OK, we need to find the file that is guaranteed to be on the Windows file system. These are, for example, standard images for the desktop background. Their size is about 100 Kb, so that, without spending much effort, we can get a keystream of the same size.

And only this thought flashed through our heads, as the following code rushed into our eyes:


Supplement RC4 key to the end of the encrypted file

Having picked up the jaw from the floor, we begin to pity the author of this unfinished Malvari seriously. Probably confused about where to save the key, he somehow decided to append it to the end of the file, where everyone can find it. For some reason, this idea seemed to him suitable.

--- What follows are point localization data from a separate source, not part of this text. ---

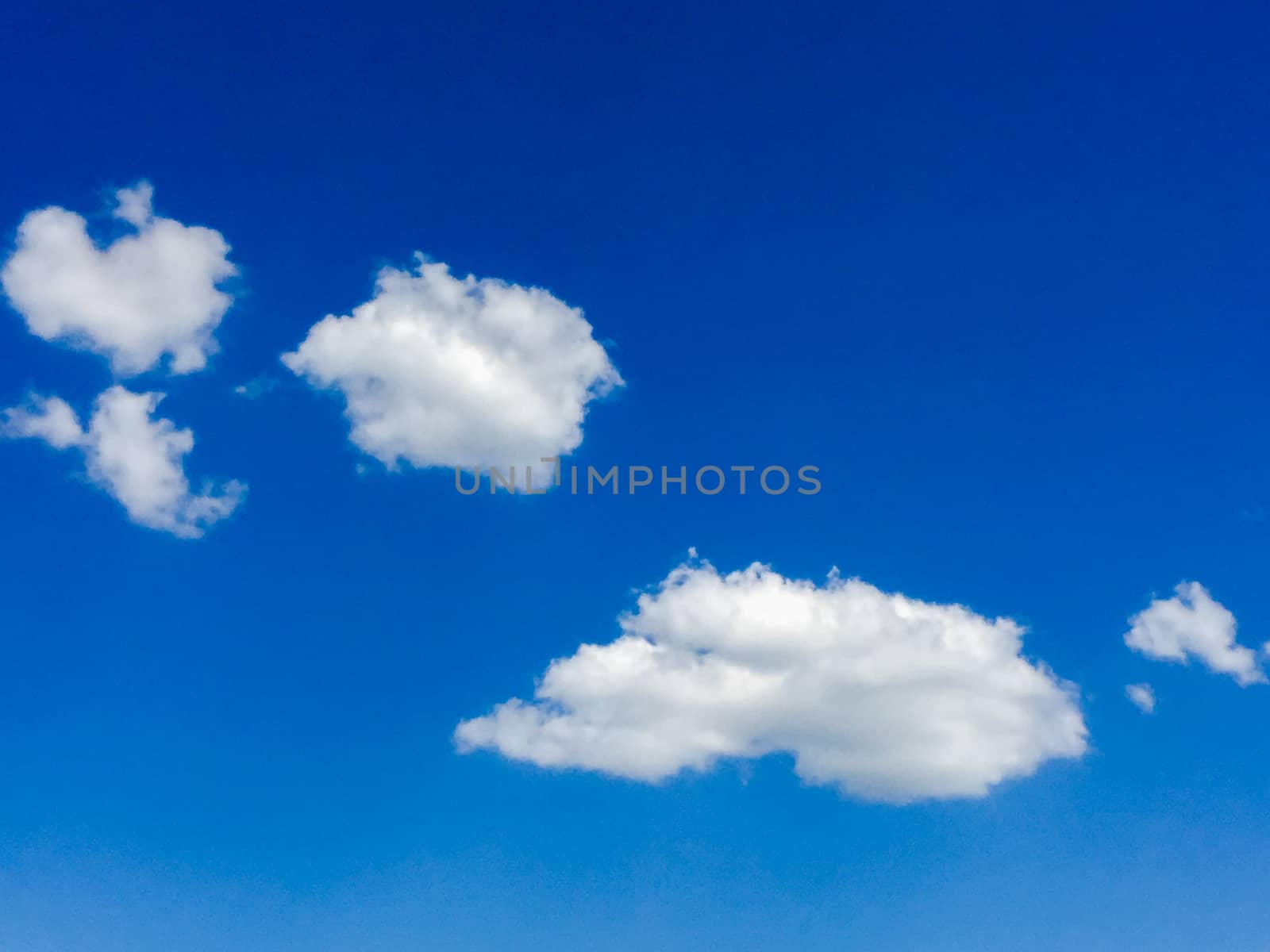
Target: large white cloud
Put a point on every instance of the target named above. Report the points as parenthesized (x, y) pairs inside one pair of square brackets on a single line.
[(137, 459), (883, 696), (444, 371), (1194, 625), (146, 295)]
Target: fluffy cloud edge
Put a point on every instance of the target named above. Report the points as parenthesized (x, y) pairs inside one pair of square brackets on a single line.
[(438, 371), (146, 296), (137, 459), (1189, 626)]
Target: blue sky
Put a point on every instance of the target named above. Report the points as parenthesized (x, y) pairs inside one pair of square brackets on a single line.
[(1000, 274)]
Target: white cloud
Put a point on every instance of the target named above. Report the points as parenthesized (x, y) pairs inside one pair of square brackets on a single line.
[(1142, 696), (144, 296), (883, 696), (441, 371), (1193, 625), (133, 457)]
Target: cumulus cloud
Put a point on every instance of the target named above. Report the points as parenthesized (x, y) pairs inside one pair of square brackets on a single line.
[(1142, 696), (137, 459), (1191, 625), (444, 371), (146, 295), (883, 696)]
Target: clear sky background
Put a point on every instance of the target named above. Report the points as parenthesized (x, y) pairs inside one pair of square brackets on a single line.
[(1001, 273)]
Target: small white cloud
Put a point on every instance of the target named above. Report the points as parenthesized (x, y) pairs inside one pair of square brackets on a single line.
[(257, 387), (883, 696), (50, 419), (441, 371), (137, 459), (1193, 625), (144, 296), (1142, 696)]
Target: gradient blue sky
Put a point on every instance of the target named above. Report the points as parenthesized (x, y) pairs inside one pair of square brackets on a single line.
[(1000, 273)]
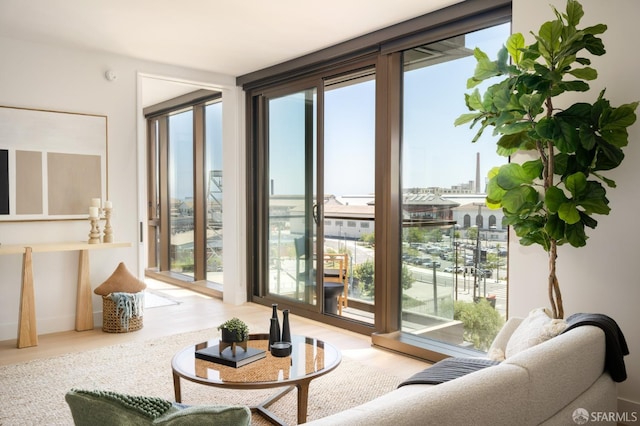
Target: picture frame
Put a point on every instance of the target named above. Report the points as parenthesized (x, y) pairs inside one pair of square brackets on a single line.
[(52, 163)]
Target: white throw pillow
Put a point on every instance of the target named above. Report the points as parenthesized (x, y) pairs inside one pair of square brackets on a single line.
[(536, 328)]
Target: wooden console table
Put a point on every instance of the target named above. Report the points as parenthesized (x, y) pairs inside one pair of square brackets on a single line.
[(27, 334)]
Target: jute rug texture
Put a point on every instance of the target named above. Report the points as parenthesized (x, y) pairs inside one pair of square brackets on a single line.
[(32, 393)]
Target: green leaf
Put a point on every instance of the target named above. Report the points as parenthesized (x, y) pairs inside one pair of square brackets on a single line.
[(621, 117), (555, 227), (512, 175), (569, 213), (594, 199), (609, 155), (596, 29), (575, 235), (533, 168), (514, 43), (513, 128), (549, 36), (593, 45), (576, 184), (512, 143), (495, 193), (465, 118), (577, 112), (585, 73), (474, 100), (573, 86), (554, 198), (485, 69), (516, 199), (574, 13)]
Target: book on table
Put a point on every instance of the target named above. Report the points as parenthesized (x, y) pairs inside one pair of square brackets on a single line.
[(227, 358)]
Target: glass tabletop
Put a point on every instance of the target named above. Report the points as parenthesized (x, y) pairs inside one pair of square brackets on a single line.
[(309, 358)]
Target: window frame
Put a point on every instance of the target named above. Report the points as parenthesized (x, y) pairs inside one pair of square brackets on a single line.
[(158, 214), (384, 48)]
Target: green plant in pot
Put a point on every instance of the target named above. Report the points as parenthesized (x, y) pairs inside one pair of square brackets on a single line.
[(234, 330), (550, 199)]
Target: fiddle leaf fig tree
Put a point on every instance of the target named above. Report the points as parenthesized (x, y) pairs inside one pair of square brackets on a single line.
[(551, 199)]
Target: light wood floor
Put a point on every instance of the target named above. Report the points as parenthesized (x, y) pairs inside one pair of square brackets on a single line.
[(196, 312)]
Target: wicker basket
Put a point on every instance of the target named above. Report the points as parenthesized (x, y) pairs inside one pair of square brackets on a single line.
[(111, 318)]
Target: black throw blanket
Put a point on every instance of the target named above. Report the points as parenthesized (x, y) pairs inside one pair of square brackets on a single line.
[(448, 369), (616, 345)]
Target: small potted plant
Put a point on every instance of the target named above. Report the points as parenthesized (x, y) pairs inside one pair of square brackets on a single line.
[(234, 330)]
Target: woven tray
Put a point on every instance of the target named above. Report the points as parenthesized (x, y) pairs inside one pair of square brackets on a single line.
[(111, 318)]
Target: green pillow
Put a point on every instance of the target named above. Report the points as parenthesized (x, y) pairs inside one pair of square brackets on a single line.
[(108, 408)]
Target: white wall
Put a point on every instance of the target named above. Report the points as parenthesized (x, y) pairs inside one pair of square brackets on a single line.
[(601, 277), (45, 77)]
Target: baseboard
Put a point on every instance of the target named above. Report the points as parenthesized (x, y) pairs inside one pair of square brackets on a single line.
[(629, 411)]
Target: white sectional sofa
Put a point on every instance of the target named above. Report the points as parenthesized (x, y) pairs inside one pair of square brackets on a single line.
[(542, 385)]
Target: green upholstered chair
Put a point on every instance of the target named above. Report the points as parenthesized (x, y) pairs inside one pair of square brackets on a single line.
[(106, 408)]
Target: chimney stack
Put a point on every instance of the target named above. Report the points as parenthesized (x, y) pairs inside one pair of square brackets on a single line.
[(477, 173)]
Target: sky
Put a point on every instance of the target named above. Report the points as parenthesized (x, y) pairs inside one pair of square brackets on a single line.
[(434, 151)]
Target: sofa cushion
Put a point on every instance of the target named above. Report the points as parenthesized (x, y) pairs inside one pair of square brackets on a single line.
[(536, 328)]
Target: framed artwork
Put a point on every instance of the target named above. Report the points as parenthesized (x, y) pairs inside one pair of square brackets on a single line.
[(51, 164)]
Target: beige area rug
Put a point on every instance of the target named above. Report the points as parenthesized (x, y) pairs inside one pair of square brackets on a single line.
[(32, 393)]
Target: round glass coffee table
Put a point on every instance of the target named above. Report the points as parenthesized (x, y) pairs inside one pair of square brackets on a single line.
[(310, 358)]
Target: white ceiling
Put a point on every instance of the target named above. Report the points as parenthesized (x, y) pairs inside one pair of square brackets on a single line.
[(232, 37)]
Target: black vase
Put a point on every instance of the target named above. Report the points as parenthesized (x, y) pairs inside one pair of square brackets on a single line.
[(274, 332), (274, 315), (286, 331)]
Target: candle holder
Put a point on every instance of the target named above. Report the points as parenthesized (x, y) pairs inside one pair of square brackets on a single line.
[(108, 231), (94, 234)]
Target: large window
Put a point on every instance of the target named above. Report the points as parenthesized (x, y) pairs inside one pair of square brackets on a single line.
[(185, 192), (387, 173), (453, 289)]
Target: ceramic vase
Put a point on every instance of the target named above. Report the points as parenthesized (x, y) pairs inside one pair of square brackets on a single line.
[(274, 330), (274, 315), (286, 331)]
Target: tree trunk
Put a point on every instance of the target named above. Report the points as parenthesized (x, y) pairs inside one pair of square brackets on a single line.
[(555, 297)]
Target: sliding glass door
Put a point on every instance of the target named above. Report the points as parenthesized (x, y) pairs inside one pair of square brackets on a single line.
[(292, 195), (319, 218)]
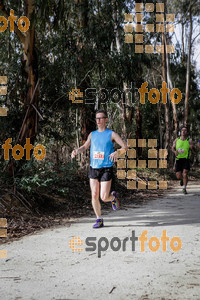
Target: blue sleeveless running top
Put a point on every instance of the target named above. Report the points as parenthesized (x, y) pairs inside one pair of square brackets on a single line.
[(101, 148)]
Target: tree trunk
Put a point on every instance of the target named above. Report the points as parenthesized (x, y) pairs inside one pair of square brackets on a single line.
[(187, 86), (164, 78), (30, 69), (87, 115)]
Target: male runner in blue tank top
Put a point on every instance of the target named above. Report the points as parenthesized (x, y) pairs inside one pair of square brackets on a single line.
[(102, 156)]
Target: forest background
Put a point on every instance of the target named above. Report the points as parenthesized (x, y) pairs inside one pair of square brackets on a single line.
[(80, 44)]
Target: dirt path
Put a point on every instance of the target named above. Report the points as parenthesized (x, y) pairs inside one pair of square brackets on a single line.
[(42, 266)]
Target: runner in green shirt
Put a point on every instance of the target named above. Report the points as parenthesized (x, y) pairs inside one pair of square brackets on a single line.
[(182, 147)]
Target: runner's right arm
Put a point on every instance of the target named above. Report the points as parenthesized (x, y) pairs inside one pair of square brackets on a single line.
[(82, 148), (174, 147)]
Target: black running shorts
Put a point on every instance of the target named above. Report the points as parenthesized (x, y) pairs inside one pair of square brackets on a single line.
[(182, 163), (102, 174)]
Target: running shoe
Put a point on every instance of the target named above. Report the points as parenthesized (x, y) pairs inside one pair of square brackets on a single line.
[(184, 191), (98, 224), (115, 201)]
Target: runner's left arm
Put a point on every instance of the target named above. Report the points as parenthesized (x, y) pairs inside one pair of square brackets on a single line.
[(192, 146)]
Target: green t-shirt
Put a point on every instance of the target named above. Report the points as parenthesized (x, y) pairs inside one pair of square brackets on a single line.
[(183, 148)]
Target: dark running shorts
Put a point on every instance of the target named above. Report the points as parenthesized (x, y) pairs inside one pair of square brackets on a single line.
[(182, 163), (102, 174)]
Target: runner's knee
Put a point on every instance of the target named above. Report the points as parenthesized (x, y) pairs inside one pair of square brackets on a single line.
[(104, 197), (178, 176), (95, 195)]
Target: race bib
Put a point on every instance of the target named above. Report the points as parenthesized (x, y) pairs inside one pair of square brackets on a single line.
[(98, 155), (180, 150)]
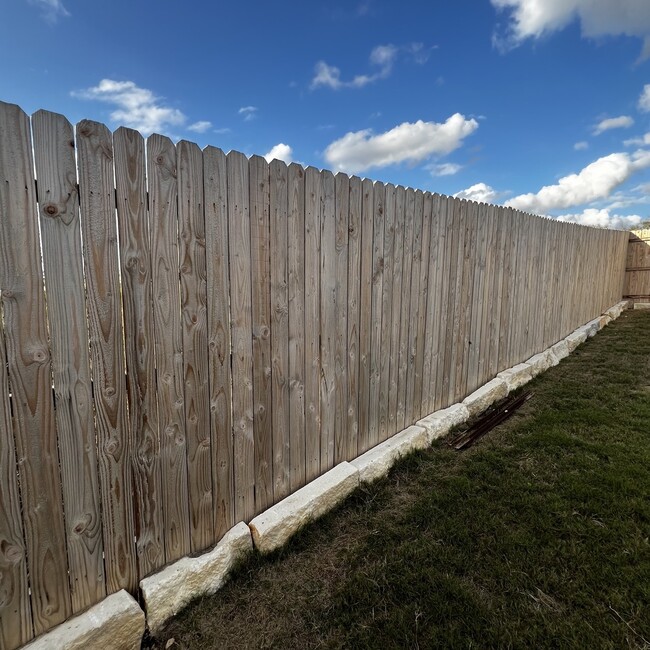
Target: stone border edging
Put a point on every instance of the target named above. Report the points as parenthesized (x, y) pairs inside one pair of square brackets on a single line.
[(118, 622), (115, 623)]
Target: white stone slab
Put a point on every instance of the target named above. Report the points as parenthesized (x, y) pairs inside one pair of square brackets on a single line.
[(439, 423), (165, 593), (540, 363), (560, 350), (575, 339), (116, 623), (485, 396), (275, 526), (376, 462), (516, 376)]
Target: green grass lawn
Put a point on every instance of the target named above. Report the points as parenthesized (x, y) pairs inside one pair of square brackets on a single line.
[(536, 537)]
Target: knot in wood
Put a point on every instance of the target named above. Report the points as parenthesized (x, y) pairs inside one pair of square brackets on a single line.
[(50, 210)]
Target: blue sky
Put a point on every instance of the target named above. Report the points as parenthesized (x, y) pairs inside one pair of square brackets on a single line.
[(539, 104)]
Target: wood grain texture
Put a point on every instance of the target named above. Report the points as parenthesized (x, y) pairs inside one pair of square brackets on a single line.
[(239, 240), (404, 198), (137, 300), (215, 197), (414, 311), (376, 311), (341, 333), (99, 228), (297, 334), (192, 271), (280, 376), (365, 312), (63, 269), (353, 322), (28, 365), (417, 410), (386, 312), (397, 201), (259, 179), (163, 219), (313, 207), (328, 326), (15, 607)]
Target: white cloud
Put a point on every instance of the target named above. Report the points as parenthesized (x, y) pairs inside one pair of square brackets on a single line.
[(602, 219), (51, 10), (536, 18), (200, 127), (280, 152), (644, 99), (595, 181), (480, 192), (638, 142), (137, 107), (622, 122), (445, 169), (329, 76), (249, 112), (409, 142)]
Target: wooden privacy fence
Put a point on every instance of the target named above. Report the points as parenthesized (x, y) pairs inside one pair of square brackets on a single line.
[(637, 272), (187, 337)]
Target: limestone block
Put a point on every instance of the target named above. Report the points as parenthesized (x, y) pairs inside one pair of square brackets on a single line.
[(275, 526), (439, 423), (560, 350), (485, 396), (593, 327), (540, 362), (165, 593), (116, 623), (376, 462), (603, 321), (516, 376), (575, 339)]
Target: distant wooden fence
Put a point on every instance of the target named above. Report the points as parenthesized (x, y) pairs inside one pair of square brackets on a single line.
[(213, 332), (637, 271)]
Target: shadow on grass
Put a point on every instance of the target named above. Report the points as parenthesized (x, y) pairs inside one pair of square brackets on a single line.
[(535, 537)]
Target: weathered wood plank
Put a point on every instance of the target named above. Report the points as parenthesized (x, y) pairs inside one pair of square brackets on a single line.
[(414, 310), (259, 178), (137, 300), (15, 608), (215, 197), (376, 311), (192, 271), (417, 409), (386, 311), (297, 335), (63, 270), (328, 325), (279, 257), (354, 315), (163, 219), (365, 313), (341, 318), (397, 201), (313, 207), (239, 240), (404, 200), (97, 197), (28, 365)]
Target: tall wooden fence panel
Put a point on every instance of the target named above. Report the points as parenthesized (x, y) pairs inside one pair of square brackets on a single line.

This is also beneficial for us: now we can use the same RC4 to completely decrypt the file.

But wait. Here we have another problem: not only RC4 is used to encrypt files.


Encryption of the first 1024 bytes of RSA

The first chunk of 1024 bytes is encrypted using the RSA algorithm. Inside the file, the private key is not saved, so one of the ways to obtain it is to pay money to the attacker in exchange for the key. Assuming that we will not pay the money (and we will not attack the key issuing server), the only way out is to save everything except the first 1024 bytes.

In some cases (depending on the format of the file being restored) this task can be successfully solved. Let's take a standard .doc file for example. In it, starting at offset 0x1A00, is the text of the file in unicode. Let DirCrypt encrypt our experimental file and compare its contents “before” and “after”:


Experimental document created in Microsoft Word


Document in hex editor before encryption


Document in hex editor after encryption

In the case of .doc files, we wrote a simple Python script that extracts the RC4 key, decrypts the file with it (except for the first 1024 bytes) and saves the text in ASCII. By running it for our experimental file, we were able to completely recover the text of the document.


Extracted text

Afterword

In this article, we talked about tricks that will help you find vulnerabilities in crypto-mall. The original goal for us was to demonstrate that the attacks that this category of malware makes are amenable to analysis to a greater or lesser extent, and the defending party can almost always detect and use the unsuccessful moves of the attacker.